From its geographical position, impinging as it does on all the islands
of the Greater Antilles, it would be expected that the fauna of San
Domingo would not exhibit equal signs of isolation, but would appear
to be influenced by them severally. This is exactly what occurs, and
San Domingo is consequently, although very rich in peculiar species,
not equally so in peculiar genera. The south-west district shows
distinct relations with Jamaica, the Jamaican genera Leia,
Stoastoma, Lucidella, and the Thaumasia section of Cylindrella
occurring here only. The north and north-west districts are related to
Cuba, while the central district, consisting of the long band of
mountainous country which traverses the island, contains the more
characteristic Haitian forms.
The Helicidae are the most noteworthy of the San Domingo land
Mollusca. The group Eurycratera, which contains some of the finest
existing land snails, is quite peculiar, while Parthena, Cepolis,
Plagioptycha, and Caracolus here reach their maximum. The
Cylindrellidae are very abundant, but no section is peculiar. Land
operculates do not bear quite the same proportion to the Pulmonata
as in Cuba and Jamaica, but they are well represented (100 to 152);
Rolleia is the only peculiar genus.
The relations of San Domingo to the neighbouring islands are
considerably obscured by the fact that they are well known, while
San Domingo is comparatively little explored. To this may perhaps
be due the curious fact that there are actually more species common
to Cuba and Porto Rico (26) than to Porto Rico and San Domingo.

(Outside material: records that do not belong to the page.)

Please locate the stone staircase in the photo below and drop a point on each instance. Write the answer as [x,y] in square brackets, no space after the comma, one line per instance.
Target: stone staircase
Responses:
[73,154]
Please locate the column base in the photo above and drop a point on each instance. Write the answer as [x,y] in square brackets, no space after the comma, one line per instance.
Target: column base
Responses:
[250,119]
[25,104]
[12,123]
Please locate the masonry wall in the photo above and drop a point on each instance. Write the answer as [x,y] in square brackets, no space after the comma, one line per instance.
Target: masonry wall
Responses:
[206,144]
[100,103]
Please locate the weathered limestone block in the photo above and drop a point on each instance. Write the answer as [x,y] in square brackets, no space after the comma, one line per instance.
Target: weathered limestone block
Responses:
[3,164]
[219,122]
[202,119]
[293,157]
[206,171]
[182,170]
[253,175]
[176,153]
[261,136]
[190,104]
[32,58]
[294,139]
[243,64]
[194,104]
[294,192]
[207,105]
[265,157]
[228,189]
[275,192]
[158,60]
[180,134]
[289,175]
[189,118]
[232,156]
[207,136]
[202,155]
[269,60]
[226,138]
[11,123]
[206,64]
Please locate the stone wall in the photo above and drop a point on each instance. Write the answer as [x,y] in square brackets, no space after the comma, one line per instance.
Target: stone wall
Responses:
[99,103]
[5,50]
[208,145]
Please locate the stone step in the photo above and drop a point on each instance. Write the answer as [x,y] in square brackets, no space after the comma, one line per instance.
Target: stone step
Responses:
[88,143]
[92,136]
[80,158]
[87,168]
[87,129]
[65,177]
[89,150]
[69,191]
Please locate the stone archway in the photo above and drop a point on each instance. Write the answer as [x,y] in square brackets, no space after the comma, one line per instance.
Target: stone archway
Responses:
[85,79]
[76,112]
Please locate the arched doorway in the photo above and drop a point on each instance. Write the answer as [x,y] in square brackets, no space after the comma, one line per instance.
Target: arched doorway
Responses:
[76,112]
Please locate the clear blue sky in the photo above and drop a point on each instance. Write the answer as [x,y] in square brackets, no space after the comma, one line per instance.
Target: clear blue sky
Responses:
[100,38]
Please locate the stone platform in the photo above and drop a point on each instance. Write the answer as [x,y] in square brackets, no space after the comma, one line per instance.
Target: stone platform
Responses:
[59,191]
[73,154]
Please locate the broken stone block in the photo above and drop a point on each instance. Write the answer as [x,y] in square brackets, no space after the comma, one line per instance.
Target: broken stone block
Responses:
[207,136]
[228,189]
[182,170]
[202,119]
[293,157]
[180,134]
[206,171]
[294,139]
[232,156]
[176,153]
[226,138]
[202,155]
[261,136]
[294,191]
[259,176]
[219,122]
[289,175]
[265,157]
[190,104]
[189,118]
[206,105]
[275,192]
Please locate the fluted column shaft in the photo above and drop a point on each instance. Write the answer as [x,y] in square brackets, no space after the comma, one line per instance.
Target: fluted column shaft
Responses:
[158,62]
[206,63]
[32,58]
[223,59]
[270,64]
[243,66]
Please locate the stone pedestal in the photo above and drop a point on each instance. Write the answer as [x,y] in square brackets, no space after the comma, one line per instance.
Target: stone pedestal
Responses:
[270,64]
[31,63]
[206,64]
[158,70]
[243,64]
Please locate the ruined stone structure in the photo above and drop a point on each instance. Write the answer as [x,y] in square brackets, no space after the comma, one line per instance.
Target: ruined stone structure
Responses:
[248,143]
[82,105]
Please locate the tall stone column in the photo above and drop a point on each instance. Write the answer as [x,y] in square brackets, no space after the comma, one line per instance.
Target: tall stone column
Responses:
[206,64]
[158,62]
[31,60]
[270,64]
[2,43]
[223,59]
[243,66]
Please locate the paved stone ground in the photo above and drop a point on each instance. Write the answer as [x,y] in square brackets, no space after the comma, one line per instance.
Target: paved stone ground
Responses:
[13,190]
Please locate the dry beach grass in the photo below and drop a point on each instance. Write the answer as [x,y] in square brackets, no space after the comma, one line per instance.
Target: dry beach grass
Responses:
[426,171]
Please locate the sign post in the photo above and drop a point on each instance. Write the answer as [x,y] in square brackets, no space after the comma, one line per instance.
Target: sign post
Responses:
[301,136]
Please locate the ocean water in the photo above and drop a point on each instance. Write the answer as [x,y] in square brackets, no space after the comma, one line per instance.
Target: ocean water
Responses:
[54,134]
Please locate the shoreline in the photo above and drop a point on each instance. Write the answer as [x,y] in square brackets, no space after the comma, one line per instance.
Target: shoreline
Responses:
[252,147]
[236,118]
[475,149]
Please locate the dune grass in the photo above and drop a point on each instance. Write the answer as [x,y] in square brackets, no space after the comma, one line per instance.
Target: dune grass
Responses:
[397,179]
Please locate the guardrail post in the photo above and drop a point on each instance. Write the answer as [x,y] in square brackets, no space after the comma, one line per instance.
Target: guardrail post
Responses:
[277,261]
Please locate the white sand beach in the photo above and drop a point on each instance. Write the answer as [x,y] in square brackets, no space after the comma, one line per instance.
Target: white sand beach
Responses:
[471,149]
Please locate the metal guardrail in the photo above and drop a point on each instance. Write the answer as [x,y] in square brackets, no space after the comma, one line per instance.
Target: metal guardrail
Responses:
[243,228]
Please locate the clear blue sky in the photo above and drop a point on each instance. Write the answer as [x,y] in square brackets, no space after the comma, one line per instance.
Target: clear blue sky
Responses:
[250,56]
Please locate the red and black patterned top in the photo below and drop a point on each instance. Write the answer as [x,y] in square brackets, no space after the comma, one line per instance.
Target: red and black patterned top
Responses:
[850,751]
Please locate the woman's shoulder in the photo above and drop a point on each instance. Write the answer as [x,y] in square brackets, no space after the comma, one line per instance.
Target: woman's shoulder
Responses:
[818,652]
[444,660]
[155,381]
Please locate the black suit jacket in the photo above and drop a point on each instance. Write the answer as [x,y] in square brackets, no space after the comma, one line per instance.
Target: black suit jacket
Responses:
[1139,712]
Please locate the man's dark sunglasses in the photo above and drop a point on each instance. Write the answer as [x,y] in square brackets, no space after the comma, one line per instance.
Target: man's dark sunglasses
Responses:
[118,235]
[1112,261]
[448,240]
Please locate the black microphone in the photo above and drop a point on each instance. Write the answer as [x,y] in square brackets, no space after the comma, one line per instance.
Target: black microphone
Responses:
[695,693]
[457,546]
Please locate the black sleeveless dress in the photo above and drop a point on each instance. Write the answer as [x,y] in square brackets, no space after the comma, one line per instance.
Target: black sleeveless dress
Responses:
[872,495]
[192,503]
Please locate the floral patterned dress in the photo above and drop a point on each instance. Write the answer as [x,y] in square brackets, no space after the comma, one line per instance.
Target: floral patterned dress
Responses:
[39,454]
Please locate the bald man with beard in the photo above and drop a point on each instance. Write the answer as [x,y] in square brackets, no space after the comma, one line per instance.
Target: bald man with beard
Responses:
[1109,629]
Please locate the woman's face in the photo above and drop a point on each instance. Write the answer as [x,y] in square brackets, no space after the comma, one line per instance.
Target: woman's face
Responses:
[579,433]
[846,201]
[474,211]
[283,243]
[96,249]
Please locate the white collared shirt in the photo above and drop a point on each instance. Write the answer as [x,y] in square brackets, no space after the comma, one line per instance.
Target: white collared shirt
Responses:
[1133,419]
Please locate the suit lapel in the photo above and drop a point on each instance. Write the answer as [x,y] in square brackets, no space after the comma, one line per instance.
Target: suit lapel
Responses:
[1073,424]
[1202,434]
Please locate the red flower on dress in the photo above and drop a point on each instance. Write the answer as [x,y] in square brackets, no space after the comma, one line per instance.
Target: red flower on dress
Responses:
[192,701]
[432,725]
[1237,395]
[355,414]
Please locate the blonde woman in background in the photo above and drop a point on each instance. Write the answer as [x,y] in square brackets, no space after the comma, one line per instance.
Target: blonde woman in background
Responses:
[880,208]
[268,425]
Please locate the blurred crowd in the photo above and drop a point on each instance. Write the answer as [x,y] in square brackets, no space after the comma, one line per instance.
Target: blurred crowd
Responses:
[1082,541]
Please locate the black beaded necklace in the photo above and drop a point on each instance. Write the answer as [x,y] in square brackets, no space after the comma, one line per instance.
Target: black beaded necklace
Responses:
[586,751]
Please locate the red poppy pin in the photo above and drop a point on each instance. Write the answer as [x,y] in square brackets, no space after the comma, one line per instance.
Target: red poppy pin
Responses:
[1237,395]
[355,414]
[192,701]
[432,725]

Cuba shares with San Domingo its small-sized Caracolus and also
Liguus, but the great Eurycratera, Parthena, and Plagioptycha are
wholly wanting in Cuba. The land operculates are partly related to
Cuba, partly to Jamaica, thus Choanopoma, Ctenopoma, Cistula,
Tudora, and many others, are represented on all these islands, while
the Jamaican Stoastoma occurs on San Domingo and Porto Rico,
but not on Cuba, and Lucidella is common to San Domingo and
Jamaica alone. An especial link between Jamaica and San Domingo
is the occurrence in the south-west district of the latter island of
Sagda (2 sp.). The relative numbers of the genera Strophia,
Macroceramus, and Helicina, as given below (p. 351), are of interest
in this connexion.
Porto Rico, with Vièque, is practically a fragment of San Domingo.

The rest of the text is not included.